What Is A Controlled Substance?

Dallas Criminal Defense Lawyer

//What Is A Controlled Substance?
What Is A Controlled Substance?
Controlled Substance Pills - Haddad Law Firm

Possession of Controlled Substances

Generally, a controlled substance is a drug or chemical that is regulated by the government. Often, these substances can negatively affect people’s health and welfare. As a result, state and federal governments regulate controlled substances.

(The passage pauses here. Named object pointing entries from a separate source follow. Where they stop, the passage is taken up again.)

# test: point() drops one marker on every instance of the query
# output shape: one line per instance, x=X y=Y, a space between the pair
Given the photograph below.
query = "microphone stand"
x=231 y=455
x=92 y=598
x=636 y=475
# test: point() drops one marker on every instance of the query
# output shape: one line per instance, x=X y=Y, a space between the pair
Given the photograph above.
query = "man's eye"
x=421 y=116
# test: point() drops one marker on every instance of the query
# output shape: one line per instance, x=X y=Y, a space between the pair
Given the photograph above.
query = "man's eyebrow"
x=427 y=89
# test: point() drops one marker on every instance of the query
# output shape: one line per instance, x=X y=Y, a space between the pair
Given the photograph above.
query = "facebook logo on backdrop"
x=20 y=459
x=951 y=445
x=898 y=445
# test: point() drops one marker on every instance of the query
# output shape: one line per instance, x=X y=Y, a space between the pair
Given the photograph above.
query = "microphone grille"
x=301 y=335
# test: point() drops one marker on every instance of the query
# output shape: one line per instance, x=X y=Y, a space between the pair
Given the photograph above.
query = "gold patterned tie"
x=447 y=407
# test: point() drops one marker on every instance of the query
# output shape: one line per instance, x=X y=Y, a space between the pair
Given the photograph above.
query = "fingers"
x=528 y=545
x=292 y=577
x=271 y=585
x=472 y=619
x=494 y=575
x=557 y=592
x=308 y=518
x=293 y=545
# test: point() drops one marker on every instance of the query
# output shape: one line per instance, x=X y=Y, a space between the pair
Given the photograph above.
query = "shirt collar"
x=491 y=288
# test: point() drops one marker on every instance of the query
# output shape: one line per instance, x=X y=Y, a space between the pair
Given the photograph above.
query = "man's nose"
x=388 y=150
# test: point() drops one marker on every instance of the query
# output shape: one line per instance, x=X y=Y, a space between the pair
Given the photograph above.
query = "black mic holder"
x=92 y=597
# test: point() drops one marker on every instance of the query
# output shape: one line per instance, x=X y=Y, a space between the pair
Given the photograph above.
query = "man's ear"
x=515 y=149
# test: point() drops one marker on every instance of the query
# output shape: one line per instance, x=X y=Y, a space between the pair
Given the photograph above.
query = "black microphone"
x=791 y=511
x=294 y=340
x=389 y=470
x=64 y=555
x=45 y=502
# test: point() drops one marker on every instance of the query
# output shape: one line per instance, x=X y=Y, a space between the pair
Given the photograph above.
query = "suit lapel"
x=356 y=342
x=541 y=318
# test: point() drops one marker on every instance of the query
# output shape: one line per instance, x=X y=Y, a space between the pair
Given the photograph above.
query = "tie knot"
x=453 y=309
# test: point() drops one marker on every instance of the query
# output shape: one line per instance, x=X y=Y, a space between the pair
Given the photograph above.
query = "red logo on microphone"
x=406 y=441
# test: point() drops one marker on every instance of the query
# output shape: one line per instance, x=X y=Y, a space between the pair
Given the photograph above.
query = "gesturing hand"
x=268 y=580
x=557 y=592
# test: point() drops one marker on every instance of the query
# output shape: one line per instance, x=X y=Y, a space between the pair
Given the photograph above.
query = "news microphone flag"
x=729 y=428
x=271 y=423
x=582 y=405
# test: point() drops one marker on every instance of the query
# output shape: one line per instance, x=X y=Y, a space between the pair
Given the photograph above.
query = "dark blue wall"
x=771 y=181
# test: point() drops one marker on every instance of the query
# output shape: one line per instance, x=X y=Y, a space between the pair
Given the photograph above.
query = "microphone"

Although possessing controlled substance is illegal, there are many circumstances in which people are allowed to have and consume certain drugs. For example, doctors regularly prescribe many types of controlled substances to patients. These prescriptions are filled by local pharmacies and the drugs are used for legitimate medical treatment.

How Are Controlled Substances Categorized?

Under the Texas Controlled Substances Act, “controlled substance” means a substance, including a drug, an adulterant, and a dilutant, listed in Schedules I through V.

In Texas, the commissioner of state health services shall annually establish the schedules of controlled substances. If the commissioner finds the substance has a potential for abuse, the executive commissioner shall adopt a rule controlling the substance.

These annual schedules shall include the complete list of all controlled substances from the previous schedules and modifications in the federal schedules of controlled substances.

In making a determination regarding the classification of a substance, the commissioner shall consider:

  1. the actual or relative potential for its abuse;
  2. the scientific evidence of its pharmacological effect, if known;
  3. the state of current scientific knowledge regarding the substance;
  4. the history and current pattern of its abuse;
  5. the scope, duration, and significance of its abuse;
  6. the risk to the public health;
  7. the potential to produce psychological or physiological dependence liability; and
  8. whether the substance is an analogue or precursor of a controlled substance.

Technically, it is illegal to possess any one of the drugs on the lists of controlled substances. However, if your doctor has prescribed a controlled substance for you to use and you have lawfully purchased the medication, you are not violating the law and are exempt from prosecution.

Substances shall be listed in Schedule I if the commissioner finds that the substance:

  1. has a high potential for abuse; and
  2. has no accepted medical use in treatment in the United States or lacks accepted safety for use in treatment under medical supervision.

Examples of drugs on the list of Schedule I controlled substances include heroin, LSD, marijuana, peyote and ecstasy.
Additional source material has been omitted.